The doors are locked!" But still
the mystery man never offered a reply. Instead he continued to hold out his
hand with small piece of paper that had an address on it that read, 616 Ravens
Hollow Way - The Manor
Not knowing the area all that well, she put
the address into her GPS and hoped that as she drove, it would get a signal and
tell her where she was taking him. They left the accident scene, following the
directions that her GPS began to display. It was a freakishly quiet ride that
was wrapped with an icy cold air that had found its way inside her car. A
bluish fog accompanied her breath with each sigh she let out. "Something is wrong." she thought.
She had the heat setting on high, but it must have been blowing some major
Arctic air from the air vents. As she continued driving, her cell phone rang.
"Hello?" She said, knowing it was
not a good choice to talk on her phone and drive, but she needed to change the
deathly feeling that loomed.
"Nancy? Nancy is that you?"
"Yes, who is this?"
"It’s Ethan, remember Frankenstein with
running shoes at the party?"
"Yes, I remember."
"Hey I heard you were taking the back
roads to go home and I just wanted you to be aware of the ghost."
"A What?" She replied with a
sinking feeling in the pit of her stomach.
"A ghost. You know - white sheet, says
boo." he laughed.
"Yes I know what it is, I just didn't
know if I heard you correctly. So go on with what you were saying about a ghost?"

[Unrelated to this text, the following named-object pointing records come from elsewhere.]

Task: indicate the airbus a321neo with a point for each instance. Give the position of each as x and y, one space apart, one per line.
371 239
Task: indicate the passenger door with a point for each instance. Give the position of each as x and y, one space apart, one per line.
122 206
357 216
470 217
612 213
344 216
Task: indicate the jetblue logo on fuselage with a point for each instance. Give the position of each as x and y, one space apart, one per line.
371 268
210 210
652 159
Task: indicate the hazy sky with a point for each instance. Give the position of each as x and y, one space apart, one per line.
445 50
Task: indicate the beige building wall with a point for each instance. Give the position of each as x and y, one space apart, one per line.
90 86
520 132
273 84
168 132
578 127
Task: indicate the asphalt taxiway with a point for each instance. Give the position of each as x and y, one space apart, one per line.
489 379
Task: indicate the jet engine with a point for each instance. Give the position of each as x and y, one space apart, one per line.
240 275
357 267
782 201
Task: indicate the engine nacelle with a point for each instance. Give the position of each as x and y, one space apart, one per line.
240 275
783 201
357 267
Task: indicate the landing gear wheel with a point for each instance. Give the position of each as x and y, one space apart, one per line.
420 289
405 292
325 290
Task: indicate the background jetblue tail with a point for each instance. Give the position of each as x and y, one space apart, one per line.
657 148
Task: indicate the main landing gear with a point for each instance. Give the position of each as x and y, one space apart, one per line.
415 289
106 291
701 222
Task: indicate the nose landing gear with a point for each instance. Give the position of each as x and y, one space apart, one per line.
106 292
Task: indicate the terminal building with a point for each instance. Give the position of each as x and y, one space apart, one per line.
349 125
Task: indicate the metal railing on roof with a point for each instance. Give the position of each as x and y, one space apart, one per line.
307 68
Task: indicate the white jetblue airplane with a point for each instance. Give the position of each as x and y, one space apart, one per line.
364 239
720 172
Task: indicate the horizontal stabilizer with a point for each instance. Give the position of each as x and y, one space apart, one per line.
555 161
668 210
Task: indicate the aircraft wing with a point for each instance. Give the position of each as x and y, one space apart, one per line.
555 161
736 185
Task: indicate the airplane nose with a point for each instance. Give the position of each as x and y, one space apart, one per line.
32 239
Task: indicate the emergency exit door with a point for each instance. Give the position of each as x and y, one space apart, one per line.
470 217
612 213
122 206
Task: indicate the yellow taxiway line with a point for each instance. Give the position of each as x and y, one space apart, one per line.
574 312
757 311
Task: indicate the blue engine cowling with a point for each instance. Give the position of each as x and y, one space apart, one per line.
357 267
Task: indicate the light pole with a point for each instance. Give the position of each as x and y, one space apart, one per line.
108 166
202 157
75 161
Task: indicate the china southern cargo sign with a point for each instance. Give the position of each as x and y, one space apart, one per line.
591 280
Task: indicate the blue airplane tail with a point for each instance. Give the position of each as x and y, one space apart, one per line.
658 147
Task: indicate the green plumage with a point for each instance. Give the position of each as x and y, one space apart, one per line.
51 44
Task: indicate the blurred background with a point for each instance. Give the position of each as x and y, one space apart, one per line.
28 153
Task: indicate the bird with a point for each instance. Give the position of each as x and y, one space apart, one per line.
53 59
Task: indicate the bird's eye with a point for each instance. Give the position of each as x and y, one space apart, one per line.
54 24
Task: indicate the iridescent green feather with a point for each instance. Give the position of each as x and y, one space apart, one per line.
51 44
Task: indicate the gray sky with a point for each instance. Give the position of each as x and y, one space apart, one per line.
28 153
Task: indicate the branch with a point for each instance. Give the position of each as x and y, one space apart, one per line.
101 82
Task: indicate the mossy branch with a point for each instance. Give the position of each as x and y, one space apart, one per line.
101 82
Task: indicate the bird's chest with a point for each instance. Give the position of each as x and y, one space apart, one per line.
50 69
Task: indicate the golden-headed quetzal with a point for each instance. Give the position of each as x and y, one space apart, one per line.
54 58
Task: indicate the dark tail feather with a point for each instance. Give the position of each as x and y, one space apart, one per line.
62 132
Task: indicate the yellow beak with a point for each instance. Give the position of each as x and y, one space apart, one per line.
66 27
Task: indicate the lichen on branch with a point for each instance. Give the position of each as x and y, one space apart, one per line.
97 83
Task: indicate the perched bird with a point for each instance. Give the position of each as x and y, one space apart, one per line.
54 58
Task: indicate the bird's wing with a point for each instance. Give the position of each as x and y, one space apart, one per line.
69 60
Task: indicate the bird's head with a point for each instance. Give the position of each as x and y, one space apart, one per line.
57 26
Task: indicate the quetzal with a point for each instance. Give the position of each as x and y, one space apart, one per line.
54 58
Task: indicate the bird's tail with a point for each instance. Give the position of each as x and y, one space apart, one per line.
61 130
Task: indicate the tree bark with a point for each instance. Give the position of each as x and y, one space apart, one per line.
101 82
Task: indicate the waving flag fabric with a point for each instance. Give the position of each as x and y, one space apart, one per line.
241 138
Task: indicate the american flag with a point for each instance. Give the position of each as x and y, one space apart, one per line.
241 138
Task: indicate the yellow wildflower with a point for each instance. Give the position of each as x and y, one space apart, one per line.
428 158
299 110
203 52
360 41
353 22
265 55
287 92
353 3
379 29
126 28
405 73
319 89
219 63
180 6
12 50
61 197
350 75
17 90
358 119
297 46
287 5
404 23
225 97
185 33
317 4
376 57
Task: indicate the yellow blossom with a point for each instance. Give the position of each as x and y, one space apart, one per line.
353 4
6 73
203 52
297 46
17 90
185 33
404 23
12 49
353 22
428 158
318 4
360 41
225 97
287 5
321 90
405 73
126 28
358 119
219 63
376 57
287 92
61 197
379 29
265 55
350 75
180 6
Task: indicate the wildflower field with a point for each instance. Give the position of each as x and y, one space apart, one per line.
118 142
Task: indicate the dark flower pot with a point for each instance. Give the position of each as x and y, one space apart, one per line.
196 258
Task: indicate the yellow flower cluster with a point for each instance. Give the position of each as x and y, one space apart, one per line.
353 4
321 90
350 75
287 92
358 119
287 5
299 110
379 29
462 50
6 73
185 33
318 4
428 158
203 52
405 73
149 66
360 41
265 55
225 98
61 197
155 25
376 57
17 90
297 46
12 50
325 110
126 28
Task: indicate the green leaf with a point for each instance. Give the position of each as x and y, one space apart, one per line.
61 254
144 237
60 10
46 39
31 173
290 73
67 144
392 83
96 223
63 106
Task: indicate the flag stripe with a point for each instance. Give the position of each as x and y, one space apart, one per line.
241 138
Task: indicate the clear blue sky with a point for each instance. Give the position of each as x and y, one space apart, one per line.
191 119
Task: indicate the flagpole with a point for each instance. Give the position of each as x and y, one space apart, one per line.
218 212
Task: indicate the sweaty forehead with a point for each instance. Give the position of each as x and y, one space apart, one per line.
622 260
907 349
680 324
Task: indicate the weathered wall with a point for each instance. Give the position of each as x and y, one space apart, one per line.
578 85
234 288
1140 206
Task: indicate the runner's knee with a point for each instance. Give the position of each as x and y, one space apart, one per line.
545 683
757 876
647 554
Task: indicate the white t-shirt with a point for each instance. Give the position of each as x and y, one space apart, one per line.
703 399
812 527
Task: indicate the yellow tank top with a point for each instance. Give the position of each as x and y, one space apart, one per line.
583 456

"The story has it that in 1954 a man
named Elijah Blooms, a farmer that lived out along the back roads to raise his
livestock, was getting upset with the city boys coming out to play their yearly
Halloween game of chicken, in their trucks, on the road that ran through his
property. Each year, Mr. Blooms would
suffer a loss when cows would be hit and killed by the truck that didn't stay
on the road. The town’s people claim
that when Mr. Bloom was in town one afternoon, two days before Halloween to
pick up grain for his cows, he'd gotten wind that the city boys were once
again, planning to head out into the country for their annual Halloween game of
chicken. Since the police had not done anything to stop this reckless teenage
behavior, he decided to take matters into his own hands. He took an old tractor
and welded many layers of steel on it to make it almost like a tank. Then he
painted it flat black and parked it across the road. Now the object to this
game of chicken had been taken to a new level of danger that year - all headlights had to be off for ten seconds after you step on the gas - Mr. Bloom was not
aware of this."
Six teenagers out of the ten, that had taken
part in this crazy game of chicken, lost their lives that dark night when one
of the trucks had hit the black tractor, that had gone unseen, parked across
the road until seconds after turning their headlights on. Bodies of the four boys riding in the bed of the truck had been strewn all
over the field, and suffered a slow death while the driver and the passenger
in the the truck with him, died on impact. Mr. Blooms, feeling so consumed by a raw and deep feeling of guilt by the thoughts and images of what he
had done, took his own life that night by inflicting a single gun shot to his right temple.
It is said that every Halloween night, Mr. Bloom's ghost is seen standing in the road next to
an old 1954 Chevy truck, that is a smoking mangled mess trying to steer
teenagers away from wanting to play chicken on the road that cuts through his pasture land.
She immediately slammed on her breaks and dropped her phone in her lap when
she heard Ethan's last sentence. She sat in utter silence looking upon the passenger
seat - that was empty.
"Nancy!" shouted Ethan over her
phone, "Nancy! Answer me!"
She slowly brought her phone to her ear, but
still unable to find the ability to speak.
"Nancy! I can hear you breathing! Do you
need help? Don't move - I'll find you!"
He quickly ran his phone application to see
if he could find out where Nancy was located. He couldn't believe his eyes when
the address came up - 616 Ravens Hollow Way - The Manor. It was the cemetery
where Mr. Blooms had been buried 40 years earlier.